Left-sided heart failure impairs the left ventricle's ability to eject blood into the aorta, increasing left ventricular end-diastolic pressure. This backs up blood into the left atrium and pulmonary veins, forcing fluid into lung tissue and alveoli. The resulting pulmonary edema impairs gas exchange and causes crackles on auscultation and pink, frothy sputum.
Q3: What physical examination findings indicate right-sided heart failure?
Right-sided heart failure produces jugular venous distention, dependent edema in the lower extremities, hepatomegaly, and ascites. These findings result from increased venous pressure backing up into peripheral tissues and viscera. Weight gain from fluid retention and gastrointestinal symptoms like anorexia and nausea also occur due to venous engorgement.
Q4: Why do patients with chronic heart failure experience fatigue and neurologic symptoms?
Chronic heart failure reduces stroke volume, stimulating the sympathetic nervous system and eventually impairing organ perfusion. Decreased cerebral blood flow and oxygenation cause dizziness, lightheadedness, confusion, and syncope. Decreased renal perfusion reduces urinary output, while gastrointestinal hypoperfusion alters digestion, contributing to overall fatigue.

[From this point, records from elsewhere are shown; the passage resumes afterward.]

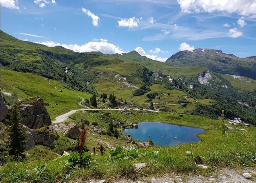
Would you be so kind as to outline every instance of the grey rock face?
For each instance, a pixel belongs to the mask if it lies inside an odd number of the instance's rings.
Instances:
[[[19,103],[21,123],[30,129],[38,129],[52,124],[43,99],[39,96],[28,98]]]
[[[0,121],[2,121],[7,116],[8,110],[2,95],[0,97]]]
[[[199,83],[202,84],[206,84],[209,83],[209,81],[212,77],[209,71],[204,72],[197,76],[197,79]]]
[[[77,125],[73,123],[68,125],[62,131],[64,136],[73,139],[76,139],[80,135],[80,130]]]

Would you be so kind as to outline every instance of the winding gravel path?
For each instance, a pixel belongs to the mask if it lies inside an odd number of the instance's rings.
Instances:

Q5: What distinguishes paroxysmal nocturnal dyspnea from orthopnea?
Paroxysmal nocturnal dyspnea is sudden, severe nighttime dyspnea that awakens patients from sleep due to fluid accumulating in pulmonary vessels and entering alveoli when supine. Orthopnea is dyspnea that occurs when lying down but is relieved by sitting upright. Both result from fluid redistribution, but PND is more acute and disruptive to sleep.
Q6: How does congestive heart failure differ from isolated left or right-sided failure?

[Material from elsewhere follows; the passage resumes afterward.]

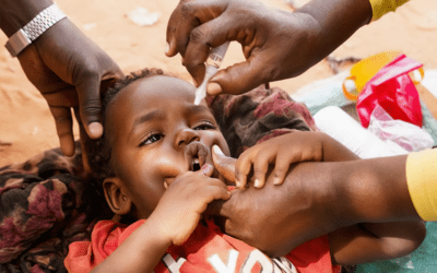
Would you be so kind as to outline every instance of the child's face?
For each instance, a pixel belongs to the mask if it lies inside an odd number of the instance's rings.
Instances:
[[[108,105],[111,166],[140,218],[157,205],[164,181],[169,186],[180,174],[213,165],[214,144],[229,154],[206,104],[193,102],[191,84],[154,75],[132,82]]]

Congestive heart failure occurs when both left and right ventricular failure symptoms are present simultaneously. Left ventricular failure increases fluid pressure through the lungs, damaging the right ventricle and reducing its pumping power. Blood backs up in the venous system, causing swelling in legs, ankles, and abdomen alongside pulmonary edema.
Q7: What respiratory and skin changes occur during acute pulmonary edema?
Acute pulmonary edema causes tachypnea exceeding 30 breaths per minute, low oxygen saturation, and constant coughing with foamy, pink sputum. Skin becomes pale, cyanotic, cool, and clammy due to peripheral vasoconstriction and impaired perfusion. Progressive confusion and restlessness indicate severe hypoxemia requiring immediate intervention and heart failure classification and diagnostic evaluation.